Autre témoignage, venant de Ahmed Ouédraogo, l’un des 21 enfants du défunt : « Notre père nous a tout donné sur cette terre : conseils. Ce que je retiens aussi de lui, c’est qu’il aimait beaucoup la religion musulmane. Même quand il était gravement malade, il était couché et écoutait des prêches. Parfois, j’étais obligé d’arrêter la radio, croyant que le bruit le dérangeait. Mais il m’intimait l’ordre de remettre la radio en marche ». Quant à Madelaine Nomtondo Ouédraogo, fille du défunt Naaba Koom du Yatenga, Salif Déré était quelqu’un de très bien : « J’ai connu Salif Déré et Amadé Bangrin au moment où vivait encore mon père. Ces deux personnes venaient chez le Naaba Koom pour solliciter des conseils. Donc, j’ai connu Salif Déré quand j’étais petite. Même après la mort du roi, j’ai continué à fréquenter les deux personnalités au regard des liens qu’elles avaient avec la famille royale ».

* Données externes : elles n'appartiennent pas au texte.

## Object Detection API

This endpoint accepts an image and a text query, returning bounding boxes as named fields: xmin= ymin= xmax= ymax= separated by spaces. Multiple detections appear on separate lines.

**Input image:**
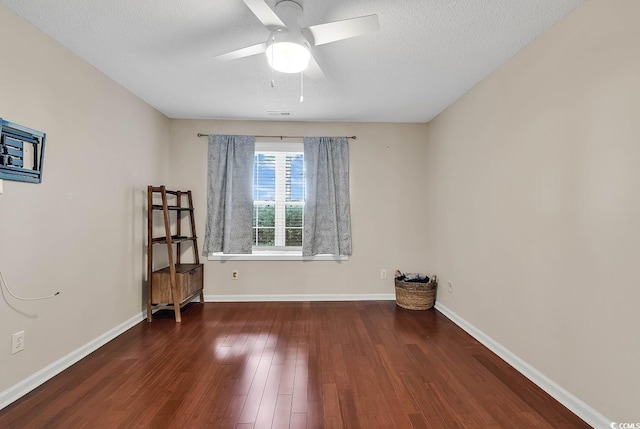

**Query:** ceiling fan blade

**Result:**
xmin=304 ymin=55 xmax=325 ymax=82
xmin=214 ymin=42 xmax=267 ymax=61
xmin=242 ymin=0 xmax=286 ymax=31
xmin=302 ymin=14 xmax=380 ymax=46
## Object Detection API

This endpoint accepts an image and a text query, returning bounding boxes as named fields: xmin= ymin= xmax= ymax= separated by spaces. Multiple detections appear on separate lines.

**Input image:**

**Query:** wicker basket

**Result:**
xmin=395 ymin=271 xmax=438 ymax=310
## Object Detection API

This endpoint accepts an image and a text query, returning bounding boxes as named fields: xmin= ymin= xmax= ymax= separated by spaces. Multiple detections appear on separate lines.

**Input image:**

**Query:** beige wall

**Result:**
xmin=0 ymin=6 xmax=169 ymax=392
xmin=426 ymin=0 xmax=640 ymax=422
xmin=170 ymin=120 xmax=432 ymax=295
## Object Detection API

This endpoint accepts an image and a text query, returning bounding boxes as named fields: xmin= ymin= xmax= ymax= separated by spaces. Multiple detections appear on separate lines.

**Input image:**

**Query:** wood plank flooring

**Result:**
xmin=0 ymin=301 xmax=589 ymax=429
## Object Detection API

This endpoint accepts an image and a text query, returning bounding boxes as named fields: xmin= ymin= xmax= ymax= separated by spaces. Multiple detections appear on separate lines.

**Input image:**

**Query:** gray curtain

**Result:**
xmin=302 ymin=137 xmax=351 ymax=256
xmin=203 ymin=135 xmax=256 ymax=255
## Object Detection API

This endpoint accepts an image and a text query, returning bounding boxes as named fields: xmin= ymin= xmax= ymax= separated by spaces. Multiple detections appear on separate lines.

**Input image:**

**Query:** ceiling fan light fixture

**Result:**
xmin=265 ymin=32 xmax=311 ymax=73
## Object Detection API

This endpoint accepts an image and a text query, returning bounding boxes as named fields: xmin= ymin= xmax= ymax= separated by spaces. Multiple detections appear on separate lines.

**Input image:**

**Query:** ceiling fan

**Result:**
xmin=215 ymin=0 xmax=380 ymax=81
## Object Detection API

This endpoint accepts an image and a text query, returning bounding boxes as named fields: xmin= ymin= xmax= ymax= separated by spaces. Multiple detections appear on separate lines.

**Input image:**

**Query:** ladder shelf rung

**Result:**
xmin=151 ymin=235 xmax=198 ymax=244
xmin=151 ymin=204 xmax=193 ymax=212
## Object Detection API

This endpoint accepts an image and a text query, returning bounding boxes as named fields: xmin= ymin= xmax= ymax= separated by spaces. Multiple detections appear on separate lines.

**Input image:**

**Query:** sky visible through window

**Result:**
xmin=253 ymin=153 xmax=305 ymax=246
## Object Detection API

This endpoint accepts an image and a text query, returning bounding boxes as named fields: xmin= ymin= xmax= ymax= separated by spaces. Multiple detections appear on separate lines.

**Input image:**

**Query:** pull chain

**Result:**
xmin=300 ymin=72 xmax=304 ymax=103
xmin=271 ymin=36 xmax=276 ymax=88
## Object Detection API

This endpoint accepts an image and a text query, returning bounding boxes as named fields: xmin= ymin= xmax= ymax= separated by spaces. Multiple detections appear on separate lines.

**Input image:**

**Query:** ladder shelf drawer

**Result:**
xmin=151 ymin=264 xmax=204 ymax=305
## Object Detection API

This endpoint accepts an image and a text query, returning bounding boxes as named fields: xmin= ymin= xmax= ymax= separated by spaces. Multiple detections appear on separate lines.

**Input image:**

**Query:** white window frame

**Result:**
xmin=207 ymin=141 xmax=349 ymax=261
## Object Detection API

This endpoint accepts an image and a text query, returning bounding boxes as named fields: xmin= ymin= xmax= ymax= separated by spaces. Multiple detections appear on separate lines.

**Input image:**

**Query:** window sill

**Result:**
xmin=207 ymin=251 xmax=349 ymax=261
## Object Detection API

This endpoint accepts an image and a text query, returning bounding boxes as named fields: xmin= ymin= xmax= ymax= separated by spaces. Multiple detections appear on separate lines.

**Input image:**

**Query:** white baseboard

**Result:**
xmin=0 ymin=312 xmax=147 ymax=410
xmin=204 ymin=293 xmax=396 ymax=302
xmin=435 ymin=302 xmax=611 ymax=429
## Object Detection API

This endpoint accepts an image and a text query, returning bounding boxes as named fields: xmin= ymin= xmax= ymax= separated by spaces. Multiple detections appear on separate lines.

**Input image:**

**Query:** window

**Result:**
xmin=253 ymin=143 xmax=305 ymax=247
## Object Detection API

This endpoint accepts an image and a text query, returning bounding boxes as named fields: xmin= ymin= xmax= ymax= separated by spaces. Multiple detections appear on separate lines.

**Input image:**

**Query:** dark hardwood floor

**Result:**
xmin=0 ymin=301 xmax=589 ymax=429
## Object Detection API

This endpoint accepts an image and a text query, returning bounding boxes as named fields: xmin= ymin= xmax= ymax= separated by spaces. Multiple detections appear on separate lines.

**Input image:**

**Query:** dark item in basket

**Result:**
xmin=395 ymin=271 xmax=438 ymax=310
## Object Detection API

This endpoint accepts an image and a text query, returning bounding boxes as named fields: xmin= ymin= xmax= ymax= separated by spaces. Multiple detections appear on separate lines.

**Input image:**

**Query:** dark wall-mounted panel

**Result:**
xmin=0 ymin=118 xmax=46 ymax=183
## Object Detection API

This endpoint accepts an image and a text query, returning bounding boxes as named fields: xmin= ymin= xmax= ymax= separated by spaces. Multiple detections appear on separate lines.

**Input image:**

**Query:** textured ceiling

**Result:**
xmin=0 ymin=0 xmax=582 ymax=122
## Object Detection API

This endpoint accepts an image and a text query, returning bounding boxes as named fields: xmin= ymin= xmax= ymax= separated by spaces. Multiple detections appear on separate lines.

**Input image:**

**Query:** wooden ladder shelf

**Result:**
xmin=147 ymin=186 xmax=204 ymax=322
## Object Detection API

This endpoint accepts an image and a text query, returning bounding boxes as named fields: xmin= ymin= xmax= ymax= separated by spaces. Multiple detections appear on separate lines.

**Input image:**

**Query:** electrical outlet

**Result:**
xmin=11 ymin=331 xmax=24 ymax=354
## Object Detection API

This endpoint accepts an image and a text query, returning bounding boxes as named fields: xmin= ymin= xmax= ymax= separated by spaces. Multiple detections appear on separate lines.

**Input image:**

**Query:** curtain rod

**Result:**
xmin=198 ymin=133 xmax=357 ymax=140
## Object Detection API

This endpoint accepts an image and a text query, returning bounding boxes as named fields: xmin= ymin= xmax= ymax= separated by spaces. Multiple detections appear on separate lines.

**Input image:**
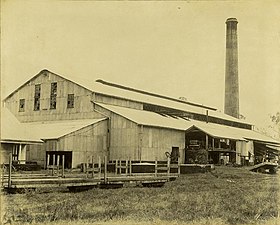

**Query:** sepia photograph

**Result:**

Pour sa part, Cheick Massour Ouédraogo dit avoir rencontré Salif Déré trois fois : « La première fois, c’est l’un de ses fils qui est venu me voir pour que j’aille lui présenter ses excuses, parce qu’il a posé un acte qui ne plaisait pas à son père. Quand je me suis présenté à lui, il a accepté le pardon et autorisé son fils en question à intégrer la famille. La deuxième fois, c’est quand il avait perdu l’une de ses épouses. La dernière fois, c’est quand des fidèles musulmans de mon village m’ont envoyé chez lui pour solliciter une mosquée. Salif Déré nous a remis de l’argent tout en nous demandant de ne jamais évoquer son nom dans la construction de cette mosquée ».
Il faut préciser que le doua du 7e jour a eu lieu dans la soirée en présence d’une foule nombreuse dont François Compaoré, conseiller à la présidence du Faso ; Ernest Paramanga Yonli, président du CES ; et de plusieurs membres du gouvernement.